Invité de l'Emission politique sur France 2 hier soir, l'ancien Premier ministre et candidat à la primaire de la gauche, Manuel Valls, a fait acte de contrition sur de nombreux sujets - essentiellement économiques - sauf sur un : la place de l'Islam en France.

C’est Attika Trabelsi, une jeune entrepreneure diplômée de l'École Normale Supérieure, qui l’a interrogé sur ses propos sur Marianne qui a "le sein nu" et ne "porte pas le voile parce qu'elle est libre". La jeune femme qui s’est dit "musulmane et féministe", a déclaré qu’elle se sentait humiliée par ces paroles de l’ancien premier ministre. "Vous légitimez des discours qui justifient des violences à mon égard", a-t-elle ajouté.  Pour la jeune femme, se priver des femmes qui portent le voile, c'est se priver de talents."Ma vision, c'est que le voile ou le sein nu, c'est la même chose.", a lancé Attika Trabelsi.  "Ce n'est pas mon avis", lui a répondu Manuel Valls.

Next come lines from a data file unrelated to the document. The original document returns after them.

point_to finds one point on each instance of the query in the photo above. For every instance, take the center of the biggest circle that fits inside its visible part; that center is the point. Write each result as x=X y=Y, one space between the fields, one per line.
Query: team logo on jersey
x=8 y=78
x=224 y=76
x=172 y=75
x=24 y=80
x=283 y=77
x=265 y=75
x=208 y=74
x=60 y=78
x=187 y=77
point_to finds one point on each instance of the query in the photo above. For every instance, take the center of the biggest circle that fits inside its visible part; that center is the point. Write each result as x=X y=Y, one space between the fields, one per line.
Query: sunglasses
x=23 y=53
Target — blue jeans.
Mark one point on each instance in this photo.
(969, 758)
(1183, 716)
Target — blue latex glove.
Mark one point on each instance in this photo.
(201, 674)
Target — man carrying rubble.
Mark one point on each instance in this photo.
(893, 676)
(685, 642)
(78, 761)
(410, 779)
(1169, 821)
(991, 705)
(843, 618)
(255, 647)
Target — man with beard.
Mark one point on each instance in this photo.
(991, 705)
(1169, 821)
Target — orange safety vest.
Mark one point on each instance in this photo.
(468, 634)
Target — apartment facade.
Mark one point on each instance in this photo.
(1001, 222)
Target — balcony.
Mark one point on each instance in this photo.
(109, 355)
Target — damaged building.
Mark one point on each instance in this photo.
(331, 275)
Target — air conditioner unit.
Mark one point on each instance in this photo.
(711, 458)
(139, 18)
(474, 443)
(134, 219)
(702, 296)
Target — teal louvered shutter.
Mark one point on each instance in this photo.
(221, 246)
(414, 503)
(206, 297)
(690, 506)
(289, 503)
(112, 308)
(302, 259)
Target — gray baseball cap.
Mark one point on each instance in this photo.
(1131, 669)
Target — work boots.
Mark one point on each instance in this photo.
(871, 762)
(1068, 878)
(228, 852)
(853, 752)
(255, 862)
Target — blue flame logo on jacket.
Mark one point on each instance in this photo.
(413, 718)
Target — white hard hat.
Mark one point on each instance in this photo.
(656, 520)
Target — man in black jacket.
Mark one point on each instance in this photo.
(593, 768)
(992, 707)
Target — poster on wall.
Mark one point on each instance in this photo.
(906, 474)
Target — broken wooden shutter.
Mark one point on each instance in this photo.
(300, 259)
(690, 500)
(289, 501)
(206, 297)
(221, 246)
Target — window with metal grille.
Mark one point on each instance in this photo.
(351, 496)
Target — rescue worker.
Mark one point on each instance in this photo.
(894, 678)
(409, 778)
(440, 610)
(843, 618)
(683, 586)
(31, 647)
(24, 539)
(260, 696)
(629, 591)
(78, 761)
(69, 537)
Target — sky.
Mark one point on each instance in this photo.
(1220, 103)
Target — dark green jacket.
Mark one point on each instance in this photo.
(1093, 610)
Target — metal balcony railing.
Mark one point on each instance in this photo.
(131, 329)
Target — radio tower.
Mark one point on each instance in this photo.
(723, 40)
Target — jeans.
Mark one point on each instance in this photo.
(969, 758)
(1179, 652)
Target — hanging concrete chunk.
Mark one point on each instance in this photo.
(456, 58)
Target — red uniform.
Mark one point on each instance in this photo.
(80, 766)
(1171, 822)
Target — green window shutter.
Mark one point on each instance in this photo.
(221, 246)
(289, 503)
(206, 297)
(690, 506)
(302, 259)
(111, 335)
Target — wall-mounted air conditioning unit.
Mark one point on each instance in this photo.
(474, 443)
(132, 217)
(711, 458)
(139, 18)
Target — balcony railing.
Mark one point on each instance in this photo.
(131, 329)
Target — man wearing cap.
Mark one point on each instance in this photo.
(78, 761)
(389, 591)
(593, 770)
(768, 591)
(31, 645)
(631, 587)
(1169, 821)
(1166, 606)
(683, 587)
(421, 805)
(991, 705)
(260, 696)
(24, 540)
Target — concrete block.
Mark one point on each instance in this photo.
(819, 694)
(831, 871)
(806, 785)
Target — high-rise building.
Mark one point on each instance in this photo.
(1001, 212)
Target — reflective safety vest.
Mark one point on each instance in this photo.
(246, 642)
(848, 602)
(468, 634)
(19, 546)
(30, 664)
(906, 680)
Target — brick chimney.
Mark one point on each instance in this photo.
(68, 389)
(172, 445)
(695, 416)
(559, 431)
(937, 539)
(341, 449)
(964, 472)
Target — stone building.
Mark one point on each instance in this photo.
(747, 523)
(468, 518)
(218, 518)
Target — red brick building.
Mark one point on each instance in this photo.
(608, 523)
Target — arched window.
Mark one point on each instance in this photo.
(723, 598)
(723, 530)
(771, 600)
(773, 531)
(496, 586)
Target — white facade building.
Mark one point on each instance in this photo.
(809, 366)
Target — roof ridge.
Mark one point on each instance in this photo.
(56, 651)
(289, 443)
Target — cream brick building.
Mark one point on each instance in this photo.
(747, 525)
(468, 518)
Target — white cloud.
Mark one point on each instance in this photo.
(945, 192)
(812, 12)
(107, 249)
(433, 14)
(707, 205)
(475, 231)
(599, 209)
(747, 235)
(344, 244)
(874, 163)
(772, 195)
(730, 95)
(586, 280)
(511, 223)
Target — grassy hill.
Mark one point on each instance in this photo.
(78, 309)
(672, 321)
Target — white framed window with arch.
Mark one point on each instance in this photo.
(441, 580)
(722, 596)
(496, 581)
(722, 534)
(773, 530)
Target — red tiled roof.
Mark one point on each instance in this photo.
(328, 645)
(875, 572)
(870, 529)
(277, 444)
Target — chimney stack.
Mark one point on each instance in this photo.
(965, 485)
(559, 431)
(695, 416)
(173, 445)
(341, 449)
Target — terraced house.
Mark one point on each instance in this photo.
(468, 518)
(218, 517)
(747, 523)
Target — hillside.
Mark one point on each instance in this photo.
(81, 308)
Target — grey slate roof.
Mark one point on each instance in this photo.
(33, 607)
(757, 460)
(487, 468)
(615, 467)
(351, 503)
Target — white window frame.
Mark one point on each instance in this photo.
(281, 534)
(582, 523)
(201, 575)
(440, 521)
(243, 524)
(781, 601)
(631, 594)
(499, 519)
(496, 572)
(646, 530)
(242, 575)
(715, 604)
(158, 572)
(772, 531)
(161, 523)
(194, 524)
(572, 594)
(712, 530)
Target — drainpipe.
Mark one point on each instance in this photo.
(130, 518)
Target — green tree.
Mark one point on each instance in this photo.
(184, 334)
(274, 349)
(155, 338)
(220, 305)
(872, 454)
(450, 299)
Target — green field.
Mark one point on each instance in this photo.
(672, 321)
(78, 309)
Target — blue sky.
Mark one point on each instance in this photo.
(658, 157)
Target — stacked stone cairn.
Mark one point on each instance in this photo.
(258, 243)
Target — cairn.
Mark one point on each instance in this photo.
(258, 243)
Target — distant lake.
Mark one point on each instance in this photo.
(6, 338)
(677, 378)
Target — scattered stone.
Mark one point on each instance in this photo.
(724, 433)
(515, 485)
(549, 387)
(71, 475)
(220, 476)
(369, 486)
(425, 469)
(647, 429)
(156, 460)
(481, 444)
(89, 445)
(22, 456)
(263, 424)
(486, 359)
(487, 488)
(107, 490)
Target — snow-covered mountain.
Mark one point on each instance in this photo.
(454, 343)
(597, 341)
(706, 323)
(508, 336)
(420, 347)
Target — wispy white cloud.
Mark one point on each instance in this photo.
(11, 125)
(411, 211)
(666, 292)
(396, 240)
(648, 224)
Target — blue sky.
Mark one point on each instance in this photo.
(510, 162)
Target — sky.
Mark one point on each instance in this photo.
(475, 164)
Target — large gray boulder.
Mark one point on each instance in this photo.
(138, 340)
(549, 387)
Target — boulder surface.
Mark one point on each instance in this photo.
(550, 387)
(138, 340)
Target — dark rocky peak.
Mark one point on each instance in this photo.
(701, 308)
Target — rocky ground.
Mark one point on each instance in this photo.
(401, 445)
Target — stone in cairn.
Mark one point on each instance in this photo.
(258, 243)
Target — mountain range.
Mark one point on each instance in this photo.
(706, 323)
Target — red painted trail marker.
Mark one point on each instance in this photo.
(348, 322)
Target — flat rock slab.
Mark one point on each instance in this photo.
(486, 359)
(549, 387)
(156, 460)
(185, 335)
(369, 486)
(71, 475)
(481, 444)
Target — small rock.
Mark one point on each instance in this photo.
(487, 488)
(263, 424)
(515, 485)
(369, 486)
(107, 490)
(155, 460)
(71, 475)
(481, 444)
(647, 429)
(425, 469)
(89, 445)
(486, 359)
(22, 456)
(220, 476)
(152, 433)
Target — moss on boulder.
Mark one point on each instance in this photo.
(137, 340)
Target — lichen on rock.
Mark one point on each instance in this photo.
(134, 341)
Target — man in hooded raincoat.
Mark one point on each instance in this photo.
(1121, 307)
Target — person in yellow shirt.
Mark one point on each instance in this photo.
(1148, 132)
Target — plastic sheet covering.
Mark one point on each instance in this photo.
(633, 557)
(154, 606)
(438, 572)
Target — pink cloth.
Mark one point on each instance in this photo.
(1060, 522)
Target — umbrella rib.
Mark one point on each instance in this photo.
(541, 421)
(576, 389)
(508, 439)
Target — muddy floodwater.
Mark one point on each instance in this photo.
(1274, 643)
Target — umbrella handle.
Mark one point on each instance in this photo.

Ce à quoi le candidat à la primaire de la gauche rétorque : « Il y a aujourd’hui un voile porté comme un étendard politique. » Pour autant, Manuel Valls, apparemment très au fait des nuances qu’il a décelées dans le port du voile musulman, tient à faire un distingo : « Je ne confonds pas le voile des mamans, des grands-mamans, qui est un voile traditionnel, mais je m’inquiète d’une mode, qui est celle d’un voile revendiqué. »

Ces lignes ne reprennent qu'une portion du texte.